Ritenuto che, come visto in precedenza (cfr. consid. 2.12.), da un punto di vista medico, l’assicurata può esercitare un’attività adeguata alle sue condizioni di salute al 50% dal dicembre 2006, il reddito statistico citato va ridotto del 50% e ammonta a fr. 24'908.6 (fr. 49’817.17 ridotti del 50%).

 

Il TCA rileva che, come vedremo (cfr. consid. 2.14.7.), il risultato non cambierebbe neppure volendo utilizzare, quale reddito da invalido, l’importo di fr. 51'026.50, senza apportare la riduzione del 2.37%, qualora si volesse considerare tale percentuale troppo esigua (cfr. consid. 2.14.4. in fine).

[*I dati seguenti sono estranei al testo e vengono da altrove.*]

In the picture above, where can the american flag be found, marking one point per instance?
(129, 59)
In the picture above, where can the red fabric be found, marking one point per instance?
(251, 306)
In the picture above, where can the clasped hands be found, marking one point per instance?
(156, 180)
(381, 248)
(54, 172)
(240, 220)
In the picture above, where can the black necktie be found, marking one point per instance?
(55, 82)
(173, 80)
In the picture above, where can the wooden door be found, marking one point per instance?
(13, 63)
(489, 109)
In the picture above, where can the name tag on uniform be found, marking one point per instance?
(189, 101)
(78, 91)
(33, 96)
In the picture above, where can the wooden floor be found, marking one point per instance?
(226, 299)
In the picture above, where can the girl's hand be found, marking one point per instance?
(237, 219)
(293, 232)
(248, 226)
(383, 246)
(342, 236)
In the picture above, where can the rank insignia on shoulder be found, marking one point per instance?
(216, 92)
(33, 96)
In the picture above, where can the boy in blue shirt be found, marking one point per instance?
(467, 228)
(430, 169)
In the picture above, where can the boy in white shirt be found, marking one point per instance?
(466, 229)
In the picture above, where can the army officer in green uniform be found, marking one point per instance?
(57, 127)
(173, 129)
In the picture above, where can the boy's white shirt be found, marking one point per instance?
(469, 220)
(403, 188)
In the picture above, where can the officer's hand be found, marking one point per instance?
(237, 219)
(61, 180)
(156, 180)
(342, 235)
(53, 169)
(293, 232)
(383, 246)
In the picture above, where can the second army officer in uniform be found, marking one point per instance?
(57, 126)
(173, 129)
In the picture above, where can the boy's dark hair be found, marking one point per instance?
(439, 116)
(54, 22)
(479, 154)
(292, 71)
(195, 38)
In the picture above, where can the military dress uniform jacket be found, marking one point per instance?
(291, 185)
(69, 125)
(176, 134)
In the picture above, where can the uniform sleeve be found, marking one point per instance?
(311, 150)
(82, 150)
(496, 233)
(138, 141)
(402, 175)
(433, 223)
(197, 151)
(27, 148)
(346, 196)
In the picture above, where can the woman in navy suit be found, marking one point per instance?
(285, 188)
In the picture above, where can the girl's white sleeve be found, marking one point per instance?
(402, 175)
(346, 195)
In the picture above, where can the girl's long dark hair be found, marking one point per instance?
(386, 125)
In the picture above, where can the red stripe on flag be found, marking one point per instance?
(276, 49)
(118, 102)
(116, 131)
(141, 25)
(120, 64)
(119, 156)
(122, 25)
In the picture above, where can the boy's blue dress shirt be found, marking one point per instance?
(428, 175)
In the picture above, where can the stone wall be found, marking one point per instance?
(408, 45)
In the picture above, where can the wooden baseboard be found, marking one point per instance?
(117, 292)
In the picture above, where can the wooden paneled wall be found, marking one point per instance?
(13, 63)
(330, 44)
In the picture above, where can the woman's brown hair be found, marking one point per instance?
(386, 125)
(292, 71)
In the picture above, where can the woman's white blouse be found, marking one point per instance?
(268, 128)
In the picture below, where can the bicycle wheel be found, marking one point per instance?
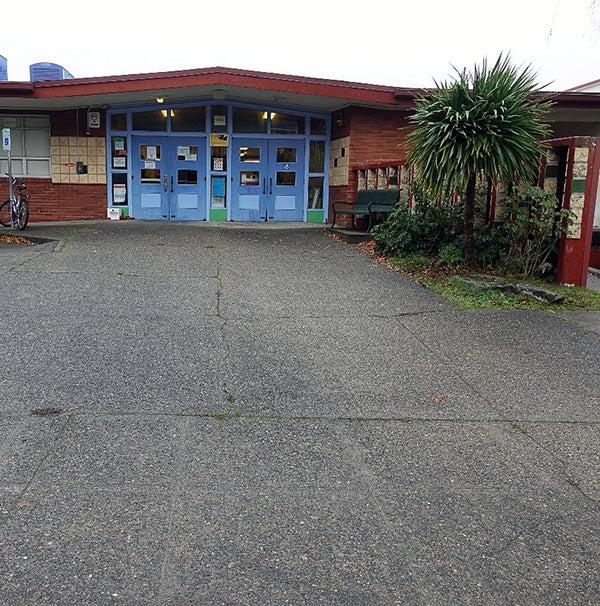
(22, 217)
(5, 214)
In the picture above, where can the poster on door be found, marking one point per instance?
(119, 194)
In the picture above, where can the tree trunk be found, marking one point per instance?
(470, 221)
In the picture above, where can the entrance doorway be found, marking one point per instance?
(268, 180)
(169, 178)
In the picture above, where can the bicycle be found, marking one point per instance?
(15, 211)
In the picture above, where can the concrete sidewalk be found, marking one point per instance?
(237, 416)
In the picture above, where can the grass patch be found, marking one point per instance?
(453, 288)
(450, 285)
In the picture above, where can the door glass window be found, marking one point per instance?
(187, 177)
(150, 175)
(284, 124)
(154, 120)
(150, 152)
(286, 178)
(250, 154)
(249, 120)
(249, 178)
(219, 119)
(317, 126)
(286, 154)
(316, 162)
(315, 192)
(118, 122)
(187, 153)
(188, 119)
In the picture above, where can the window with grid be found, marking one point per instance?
(30, 146)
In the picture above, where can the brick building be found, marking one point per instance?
(216, 144)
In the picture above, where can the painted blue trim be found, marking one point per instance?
(129, 109)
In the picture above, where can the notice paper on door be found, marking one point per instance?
(119, 193)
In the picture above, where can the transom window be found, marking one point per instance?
(30, 146)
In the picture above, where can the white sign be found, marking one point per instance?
(119, 193)
(6, 139)
(93, 119)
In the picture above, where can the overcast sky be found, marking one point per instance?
(398, 43)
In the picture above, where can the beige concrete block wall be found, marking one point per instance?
(69, 150)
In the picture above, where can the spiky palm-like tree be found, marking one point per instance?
(487, 123)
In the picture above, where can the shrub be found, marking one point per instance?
(451, 255)
(491, 246)
(425, 228)
(532, 233)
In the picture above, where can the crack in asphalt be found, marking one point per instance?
(46, 456)
(229, 396)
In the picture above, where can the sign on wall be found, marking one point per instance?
(6, 139)
(93, 119)
(219, 140)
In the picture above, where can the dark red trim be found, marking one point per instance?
(16, 89)
(575, 89)
(378, 164)
(217, 76)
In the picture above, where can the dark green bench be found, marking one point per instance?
(369, 202)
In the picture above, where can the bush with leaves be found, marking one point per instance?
(532, 233)
(425, 228)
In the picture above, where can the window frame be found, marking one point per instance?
(24, 157)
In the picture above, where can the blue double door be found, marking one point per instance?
(268, 179)
(169, 178)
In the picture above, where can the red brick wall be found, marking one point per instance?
(65, 124)
(375, 135)
(62, 201)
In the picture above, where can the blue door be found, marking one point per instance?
(286, 180)
(150, 178)
(169, 178)
(250, 170)
(187, 179)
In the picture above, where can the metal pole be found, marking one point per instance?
(10, 187)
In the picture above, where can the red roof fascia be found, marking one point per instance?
(584, 85)
(218, 76)
(16, 89)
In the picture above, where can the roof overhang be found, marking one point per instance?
(209, 83)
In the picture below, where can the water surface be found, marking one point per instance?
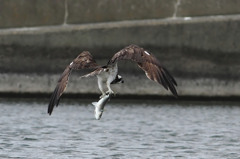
(127, 129)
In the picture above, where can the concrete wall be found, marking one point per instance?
(196, 40)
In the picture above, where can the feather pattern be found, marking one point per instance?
(149, 64)
(83, 61)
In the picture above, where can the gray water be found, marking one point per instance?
(142, 129)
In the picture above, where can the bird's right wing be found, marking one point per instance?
(83, 61)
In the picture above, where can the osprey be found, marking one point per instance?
(108, 74)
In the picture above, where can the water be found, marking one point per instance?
(126, 130)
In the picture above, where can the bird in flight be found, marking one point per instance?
(108, 74)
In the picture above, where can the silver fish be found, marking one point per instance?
(99, 106)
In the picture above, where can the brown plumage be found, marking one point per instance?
(149, 64)
(83, 61)
(109, 74)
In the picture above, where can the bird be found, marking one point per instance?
(108, 74)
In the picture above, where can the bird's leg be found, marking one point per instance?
(110, 91)
(100, 86)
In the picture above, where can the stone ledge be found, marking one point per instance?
(45, 84)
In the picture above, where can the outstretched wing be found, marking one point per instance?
(83, 61)
(149, 64)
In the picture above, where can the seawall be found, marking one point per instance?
(198, 43)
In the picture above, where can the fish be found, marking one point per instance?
(99, 106)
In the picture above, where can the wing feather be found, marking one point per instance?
(149, 64)
(83, 61)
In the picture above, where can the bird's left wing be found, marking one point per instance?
(83, 61)
(149, 64)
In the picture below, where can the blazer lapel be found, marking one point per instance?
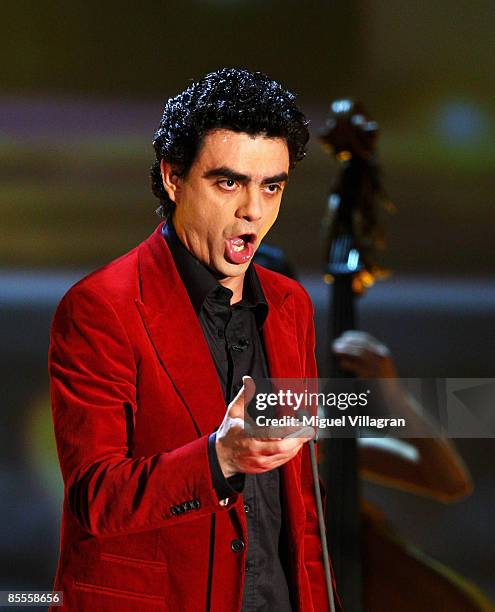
(176, 334)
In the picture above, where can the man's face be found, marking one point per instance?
(230, 198)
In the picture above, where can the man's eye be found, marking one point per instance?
(227, 184)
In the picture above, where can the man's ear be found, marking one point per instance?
(171, 181)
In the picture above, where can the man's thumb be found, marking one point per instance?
(242, 399)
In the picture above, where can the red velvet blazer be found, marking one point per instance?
(135, 395)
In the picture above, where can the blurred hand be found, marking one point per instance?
(363, 355)
(238, 452)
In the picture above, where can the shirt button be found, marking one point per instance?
(237, 545)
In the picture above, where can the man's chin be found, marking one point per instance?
(229, 270)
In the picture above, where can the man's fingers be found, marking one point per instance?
(246, 393)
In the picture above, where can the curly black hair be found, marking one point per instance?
(230, 98)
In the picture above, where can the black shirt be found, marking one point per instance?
(233, 334)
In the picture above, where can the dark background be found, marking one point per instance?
(82, 86)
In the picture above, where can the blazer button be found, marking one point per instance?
(237, 545)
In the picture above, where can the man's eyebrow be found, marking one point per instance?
(281, 177)
(226, 172)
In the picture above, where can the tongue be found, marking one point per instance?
(237, 250)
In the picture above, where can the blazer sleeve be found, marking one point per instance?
(313, 553)
(93, 393)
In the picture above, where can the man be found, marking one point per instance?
(169, 504)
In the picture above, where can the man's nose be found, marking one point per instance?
(251, 207)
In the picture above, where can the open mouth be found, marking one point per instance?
(239, 249)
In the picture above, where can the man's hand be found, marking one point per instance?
(363, 355)
(238, 452)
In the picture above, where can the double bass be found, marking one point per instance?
(375, 569)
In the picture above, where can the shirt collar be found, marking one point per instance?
(201, 283)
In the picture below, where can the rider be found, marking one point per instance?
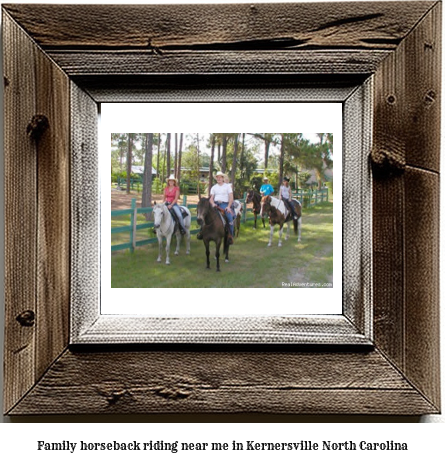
(171, 197)
(221, 195)
(286, 197)
(266, 188)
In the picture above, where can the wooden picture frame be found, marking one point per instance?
(57, 70)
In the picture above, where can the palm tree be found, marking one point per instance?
(148, 169)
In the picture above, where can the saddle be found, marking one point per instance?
(184, 212)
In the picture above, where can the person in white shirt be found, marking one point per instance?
(221, 195)
(286, 197)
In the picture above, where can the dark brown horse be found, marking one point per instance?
(212, 229)
(279, 214)
(255, 197)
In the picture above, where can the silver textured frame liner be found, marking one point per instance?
(354, 326)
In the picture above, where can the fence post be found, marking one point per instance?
(133, 225)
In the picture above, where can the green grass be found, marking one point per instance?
(252, 263)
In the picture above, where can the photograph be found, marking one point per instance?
(256, 207)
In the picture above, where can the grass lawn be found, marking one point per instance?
(252, 263)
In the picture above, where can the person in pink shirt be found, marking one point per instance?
(171, 197)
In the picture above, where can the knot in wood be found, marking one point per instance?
(26, 318)
(387, 162)
(430, 97)
(37, 126)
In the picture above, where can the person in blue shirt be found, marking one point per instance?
(266, 188)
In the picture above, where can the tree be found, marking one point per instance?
(224, 153)
(212, 156)
(129, 160)
(281, 164)
(148, 171)
(168, 143)
(180, 157)
(234, 160)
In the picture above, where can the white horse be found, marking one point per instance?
(279, 214)
(165, 226)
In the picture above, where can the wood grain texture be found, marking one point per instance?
(20, 213)
(423, 91)
(422, 364)
(406, 206)
(159, 27)
(84, 204)
(400, 376)
(217, 382)
(53, 228)
(78, 63)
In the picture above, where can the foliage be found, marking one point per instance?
(288, 154)
(308, 261)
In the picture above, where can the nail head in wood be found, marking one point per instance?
(387, 162)
(37, 126)
(26, 318)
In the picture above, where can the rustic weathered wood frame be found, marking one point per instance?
(65, 64)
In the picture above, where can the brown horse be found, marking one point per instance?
(255, 197)
(213, 229)
(279, 214)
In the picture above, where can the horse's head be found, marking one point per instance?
(201, 210)
(158, 214)
(265, 205)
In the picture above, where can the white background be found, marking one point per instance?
(223, 117)
(18, 442)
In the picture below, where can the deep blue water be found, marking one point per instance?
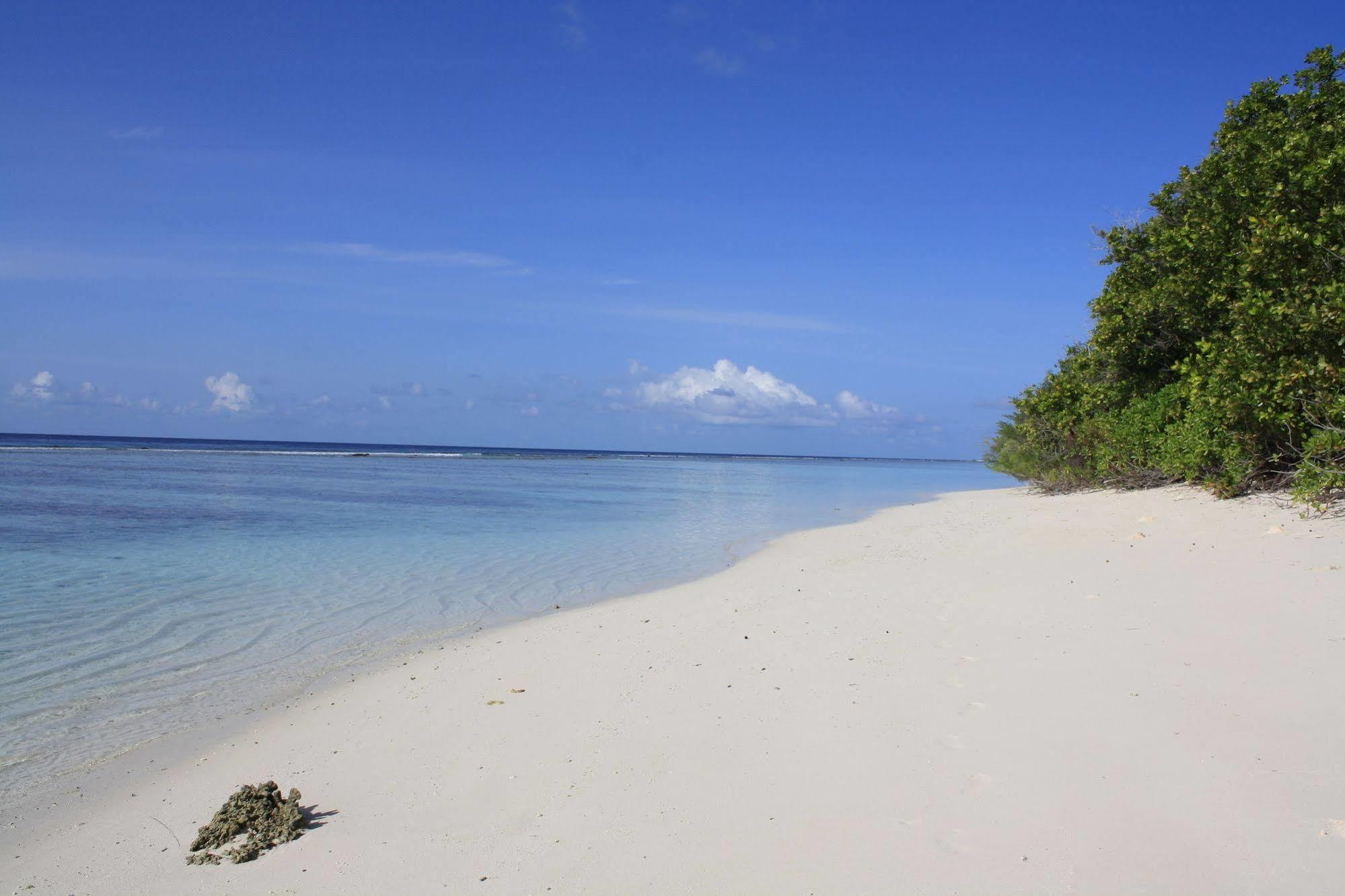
(147, 585)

Ritenuta un’esigibilità, dal punto di vista medico, del 50%, il reddito statistico citato ammonterebbe in tal caso a fr. 25'513.25 (fr. 51’026.50 ridotti del 50%).

 

                          2.14.6.   In ossequio alla giurisprudenza federale, occorre, in seguito, esaminare le circostanze specifiche del caso concreto (limitazione addebitabile al danno alla salute, età, anni di servizio, nazionalità e tipo di permesso di dimora, grado d'occupazione, cfr. DTF 126 V 80 consid. 5b/bb) e, se del caso, procedere ad una riduzione percentuale del salario statistico medio. La riduzione massima consentita ammonta al 25%, percentuale che consente "… di tener conto delle varie particolarità che possono influire sul reddito del lavoro" (cfr. DTF 126 V 80 consid. 5b/cc).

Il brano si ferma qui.